Superbugs beware: There’s a new weapon in town to fight bacteria
It’s been four years since the director-general of the World Health Organization, Margaret Chan, warned about the looming “post antibiotic era”, calling it, in effect, “an end to modern medicine”.
“Things as common as strep throat or a child’s scratched knee could once again kill,” she said. “Doctors facing patients will have to say: ‘I’m sorry, there’s nothing I can do for you.’”
The reason is superbugs — disease-causing bacteria that used to succumb to antibiotics but have been mutating and evolving their own resistance to all 150-plus drugs, and they’re doing it faster than new drugs can be discovered.
Forms of typhoid in Africa and tuberculosis in more than 100 countries are unaffected by any known medicines. Bacteria that cause wound infections, meningitis and pneumonia are also starting to show indifference to antibiotics.
Superbugs already kill 700,000 people a year, and studies suggest the number could rise to 10 million over the next 30 years.
That’s why a paper just published in Nature Microbiology from a research team at the University of Melbourne (Australia) is causing such a stir in the medical world.
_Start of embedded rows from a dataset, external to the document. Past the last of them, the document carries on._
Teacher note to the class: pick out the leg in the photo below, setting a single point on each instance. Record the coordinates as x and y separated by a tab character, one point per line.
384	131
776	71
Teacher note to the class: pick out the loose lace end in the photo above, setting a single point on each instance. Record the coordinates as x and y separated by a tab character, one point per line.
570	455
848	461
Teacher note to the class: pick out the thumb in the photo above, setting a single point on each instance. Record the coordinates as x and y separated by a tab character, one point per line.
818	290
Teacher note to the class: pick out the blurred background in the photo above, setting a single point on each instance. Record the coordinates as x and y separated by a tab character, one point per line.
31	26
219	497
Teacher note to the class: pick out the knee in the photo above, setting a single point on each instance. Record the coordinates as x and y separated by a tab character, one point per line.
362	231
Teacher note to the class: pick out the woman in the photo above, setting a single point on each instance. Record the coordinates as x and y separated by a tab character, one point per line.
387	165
They may have found a new way to destroy drug-resistant superbugs without antibiotics.
The team is led by 25-yearold PhD candidate Shu Lam, and the antimicrobial agents they’ve discovered — well, built, actually — are called “Structurally Nano-engineered Antimicrobial Peptide Polymers”, or SNAPPs.
Lam has been assembling the SNAPP molecules at Melbourne’s school of engineering. Each one of the starshaped molecules has 16 or 32 polymer “arms” with each arm connected at the molecule’s core.
“It’s basically like playing with Lego,” she told vice.com, “you have small building blocks which you assemble together, you link all of the protein units together to make a long chain.
“It kills bacteria in multiple ways,” she added. “We designed it to break the cell wall apart but we also found it can trigger the cell to kill itself.”
Antibiotics work by basically poisoning bacteria and can wreak havoc on surrounding healthy cells, but the SNAPP approach directly attacks and rips apart the bacteria’s cell wall.
And because of its size — about 10 nanometers in diameter — it’s too large to enter or do any damage to healthy cells.
In the lab, Lam and her team successfully knocked out six different superbugs and one infection in mice.
The other promising aspect of SNAPP is that bacteria do not seem to be interested in mutating and evolving to overcome the assault.
“[SNAPPs] actually still kill them after the 600th generation of mutation,” Lam’s supervisor Professor Greg Qiao said.
Lam, who is the daughter of a doctor, said her team’s expertise was in chemistry, and “we know chemistry can make cool and useful materials”.
“Currently we are looking at bacterial infections,” she said. “Our results have shown that we can kill one group of bacteria, but there are many different types of bacteria, so we are looking at whether we can expand our system.”
Qiao said Lam’s project is one of the biggest scientific breakthroughs he has seen in his 20 years at the university, the Telegraph reports, adding that scientists are saying it “could change the face of modern medicine”.
And like Lam he cautions that it is all still in the very early stages and it will be five years before anything to test on humans could be ready, unless, millions of dollars of investment come pouring in to hurry the process along.
“What we have discovered is quite different from antibiotics,” Lam said, adding that she hoped pharmaceutical companies take note. “We still have a long way to go.”